Tracing the nameless detective
Often, detectives used pseudonyms, or the only evidence for them is anonymised reports. But there's another reason why some detectives are harder to find...
One of the issues I found when researching my book Sister Sleuths, a history of the British female private detective, was that earlier on in their history, the papers tended to report on the activities of private detectives without mentioning their names. This might be because they wanted to stay anonymous, but could also be because there was a message intended in the subject being reported that meant individual identity was not actually important to the editor or journalist. Alternatively, it could be that the detective was a fictional construct, used to create a deliberately provocative story to promote a certain politics.
The former Essex County Lunatic Asylum - image by John Winfield (cc)
Occasionally, though, you find another reason for a detective being largely nameless. I’ve found detectives present in the censuses as patients in asylums; sometimes, enumerators listed only the initials of a patient in order to preserve their privacy, and although this might be understandable, it does create challenges in working out who individuals might have been.
The following is one man I found in the 1911 census. He is a patient in the Essex County Lunatic Asylum in Brentwood, although his birthplace was Hackney. He is single, a private detective, aged 44, and has, according to the transcription, the initials H.J.H.
Image of the 1911 census (The National Archives/TheGenealogist)
Surely this is enough information to be able to establish his identity, by cross-referencing with other censuses, or with BMD information? I thought it should be fairly simple.
The first issue is that although the transcription gives the man’s initials as HJH, the original document makes it look as though the initials are actually HSH - a common genealogy advice is always to look at the original document, but in this case, is the original or the transcription right?
I looked up all the births of individuals with a first name and surname both starting in H, born in the Hackney district between 1866 and 1868. Only one boy had the middle initial of S - Herbert S Hatch, born in the September quarter of 1866. However, beyond his birth registration, I could find no proof of Herbert’s life. There was a Herbert Lincoln Hatch, born 1869 in London, whose life I could easily trace. There was a Herbert Hatch in Wiltshire and another in Gloucestershire, but neither appeared to have a middle name, nor be from London. The reason I couldn’t find Herbert S Hatch is because Herbert Stanley Hatch died within a year of his birth.
Herbert had been the obvious contender to be the struggling private detective, because his name was the only one that seemed to obviously match. What about an HJH? There was a Henry Joseph Horobin, born in Hackney, but he was a warehouseman living in Walthamstow in 1911; or a Henry John Hellier, but he was working as a ropemaker in Hackney in 1911. Neither was a private detective, nor were they incarcerated in an asylum.
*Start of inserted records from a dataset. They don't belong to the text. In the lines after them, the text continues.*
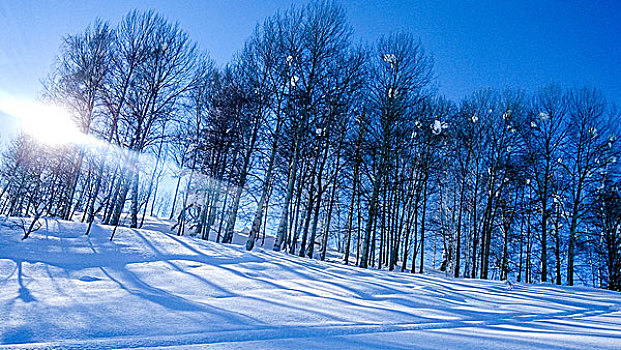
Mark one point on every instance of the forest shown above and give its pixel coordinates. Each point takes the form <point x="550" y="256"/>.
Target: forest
<point x="336" y="149"/>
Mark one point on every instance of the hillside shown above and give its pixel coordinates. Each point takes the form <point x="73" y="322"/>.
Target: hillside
<point x="148" y="289"/>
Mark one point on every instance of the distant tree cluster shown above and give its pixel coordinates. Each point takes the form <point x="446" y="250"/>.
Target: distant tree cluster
<point x="329" y="146"/>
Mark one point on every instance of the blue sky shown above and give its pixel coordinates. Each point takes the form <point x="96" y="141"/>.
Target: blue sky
<point x="475" y="44"/>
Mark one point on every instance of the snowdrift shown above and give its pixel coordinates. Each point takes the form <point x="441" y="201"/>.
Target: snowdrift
<point x="60" y="289"/>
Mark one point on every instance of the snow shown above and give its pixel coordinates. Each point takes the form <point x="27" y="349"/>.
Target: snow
<point x="148" y="289"/>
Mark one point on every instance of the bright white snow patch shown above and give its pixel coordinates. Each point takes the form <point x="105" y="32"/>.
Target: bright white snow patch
<point x="147" y="289"/>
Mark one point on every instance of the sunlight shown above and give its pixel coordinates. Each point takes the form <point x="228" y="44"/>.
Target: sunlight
<point x="48" y="124"/>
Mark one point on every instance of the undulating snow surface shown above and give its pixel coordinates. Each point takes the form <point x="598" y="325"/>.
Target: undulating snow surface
<point x="148" y="289"/>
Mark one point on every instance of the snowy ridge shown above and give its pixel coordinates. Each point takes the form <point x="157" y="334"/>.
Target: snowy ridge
<point x="60" y="289"/>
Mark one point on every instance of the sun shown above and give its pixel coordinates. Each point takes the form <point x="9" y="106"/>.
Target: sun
<point x="46" y="123"/>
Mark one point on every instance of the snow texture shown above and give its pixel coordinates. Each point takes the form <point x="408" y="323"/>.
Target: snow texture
<point x="147" y="289"/>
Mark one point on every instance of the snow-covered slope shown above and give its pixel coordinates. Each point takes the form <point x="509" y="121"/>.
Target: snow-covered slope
<point x="148" y="289"/>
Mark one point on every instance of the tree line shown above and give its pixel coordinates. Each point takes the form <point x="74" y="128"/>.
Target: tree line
<point x="329" y="146"/>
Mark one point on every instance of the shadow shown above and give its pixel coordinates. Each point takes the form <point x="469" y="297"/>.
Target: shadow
<point x="23" y="293"/>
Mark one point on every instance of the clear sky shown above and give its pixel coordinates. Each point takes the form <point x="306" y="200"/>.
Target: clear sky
<point x="475" y="44"/>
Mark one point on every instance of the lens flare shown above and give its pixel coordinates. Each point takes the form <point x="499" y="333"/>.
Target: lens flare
<point x="46" y="123"/>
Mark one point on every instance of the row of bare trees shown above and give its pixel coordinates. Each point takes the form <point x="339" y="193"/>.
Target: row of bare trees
<point x="329" y="149"/>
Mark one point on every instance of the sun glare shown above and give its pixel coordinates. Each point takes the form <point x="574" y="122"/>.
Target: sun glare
<point x="48" y="124"/>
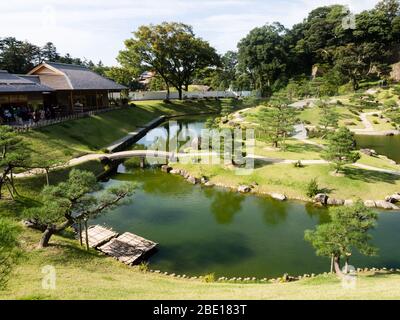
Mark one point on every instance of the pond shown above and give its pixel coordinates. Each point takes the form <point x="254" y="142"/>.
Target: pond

Having initials, a birthplace, a year of birth and a profession should have made this patient quite easy to find - but it hasn’t been so far. Did this man work in the profession for long? Did he use a pseudonym, or have an office away from his birthplace? So far, I am none the wiser, apart from knowing that for at least one short spell in the early 20th century, he did not have the easiest of lives, and was sent to the mid-Victorian, overcrowded, Essex County asylum.